The potato processing equipment — which also included crates and other materials — originally cost about $1 million.
Agriculture officials think the main potato processing machine is likely to find a new owner — although Gallagher said the sale price is hard to judge — but some of the accessory items like the crates are unlikely to fetch a desirable resale price. A related walnut cracker is finding a new home with the Black Walnut Festival.
Also available from the state is a poultry processing trailer. Just go to www.govdeals.com.
The trailer was already on the site for a while but did not get any bids. It’s about to go back up for another try.
The trailer, which had an original $160,000 purchase price, was meant to go from farm to farm for the convenience of small farmers who wanted to get their chickens ready for sale.
About that time, though, concerns about the spread of disease such as avian influenza took hold.

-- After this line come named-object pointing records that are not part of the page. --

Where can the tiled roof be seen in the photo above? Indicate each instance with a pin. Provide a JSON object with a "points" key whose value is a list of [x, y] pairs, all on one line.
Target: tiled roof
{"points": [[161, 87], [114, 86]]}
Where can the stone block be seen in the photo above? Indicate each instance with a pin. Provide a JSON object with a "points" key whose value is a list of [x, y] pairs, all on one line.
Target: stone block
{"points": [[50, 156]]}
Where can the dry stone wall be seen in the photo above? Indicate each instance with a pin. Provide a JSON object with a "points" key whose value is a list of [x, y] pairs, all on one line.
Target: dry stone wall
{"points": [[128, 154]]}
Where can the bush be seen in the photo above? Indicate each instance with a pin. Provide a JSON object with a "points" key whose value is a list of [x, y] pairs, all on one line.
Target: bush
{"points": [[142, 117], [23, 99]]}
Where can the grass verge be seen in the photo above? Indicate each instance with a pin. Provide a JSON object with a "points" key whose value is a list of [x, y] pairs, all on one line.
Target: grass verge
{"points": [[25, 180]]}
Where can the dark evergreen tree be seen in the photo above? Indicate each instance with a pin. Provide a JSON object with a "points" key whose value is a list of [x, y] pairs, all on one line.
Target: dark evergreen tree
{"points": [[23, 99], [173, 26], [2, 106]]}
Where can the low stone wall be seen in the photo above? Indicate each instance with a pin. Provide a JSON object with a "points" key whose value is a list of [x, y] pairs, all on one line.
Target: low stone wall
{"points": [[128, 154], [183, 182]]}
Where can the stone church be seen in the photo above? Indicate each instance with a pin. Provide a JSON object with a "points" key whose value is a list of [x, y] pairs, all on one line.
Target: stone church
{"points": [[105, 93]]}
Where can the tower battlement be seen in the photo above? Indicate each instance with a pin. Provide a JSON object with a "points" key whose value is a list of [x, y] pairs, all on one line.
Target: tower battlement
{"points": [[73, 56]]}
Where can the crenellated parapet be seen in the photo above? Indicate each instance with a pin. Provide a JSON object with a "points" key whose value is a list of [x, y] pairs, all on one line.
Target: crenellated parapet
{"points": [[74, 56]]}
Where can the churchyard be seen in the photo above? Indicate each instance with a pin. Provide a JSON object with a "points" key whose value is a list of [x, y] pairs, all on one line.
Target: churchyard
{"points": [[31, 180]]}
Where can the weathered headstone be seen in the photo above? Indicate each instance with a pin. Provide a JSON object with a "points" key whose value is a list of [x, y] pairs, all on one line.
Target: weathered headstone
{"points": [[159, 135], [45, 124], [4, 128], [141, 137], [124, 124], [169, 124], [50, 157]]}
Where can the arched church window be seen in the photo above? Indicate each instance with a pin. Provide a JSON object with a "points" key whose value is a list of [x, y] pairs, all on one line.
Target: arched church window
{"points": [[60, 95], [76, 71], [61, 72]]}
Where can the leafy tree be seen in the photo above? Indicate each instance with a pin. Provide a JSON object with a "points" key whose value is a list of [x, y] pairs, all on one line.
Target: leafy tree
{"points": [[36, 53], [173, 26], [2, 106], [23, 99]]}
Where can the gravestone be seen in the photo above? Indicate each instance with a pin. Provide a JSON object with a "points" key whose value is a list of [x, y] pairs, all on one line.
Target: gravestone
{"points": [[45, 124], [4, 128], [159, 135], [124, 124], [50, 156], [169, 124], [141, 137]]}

A trailer that might move not only equipment but also infection began to seem like not such a great idea.
“AI is the real deal,” Gallagher said. “The poultry industry itself is careful about moving from farm to farm.”
The agriculture department also concluded there are already available poultry processing centers in the private sector that receive U.S. Department of Agriculture inspections.
The four cows were bought last year as an attempt to introduce some genetic variation to West Virginia’s breeds. The cows were purchased from Oklahoma for $33,000.
Critics said the cows represented unfair competition for West Virginia cattle farmers. The agriculture department, at the time, said the cattle had superior bloodlines and could be used to help West Virginia cattle farmers improve their herds.
The Leonhardt administration says it won’t be bringing in more out-of-state cows, but it won’t be parting with the ones already purchased. They’ll remain at the state’s Huttonsville farm.
“There’s no reason to sell because we wouldn’t get anywher near what we bought them for,” Gallagher said.
They’re among 21 bulls and 600 breeding cows owned by the state.
“They’ve got to have cows. But they don’t need $33,000 cows. “I just knew it was another poor investment,” said Summers, who is, herself, an Angus farmer.
“What the state was doing was they were getting in competition with us by buying these cows from out of state. The state was competing with the market, and that’s not their role.”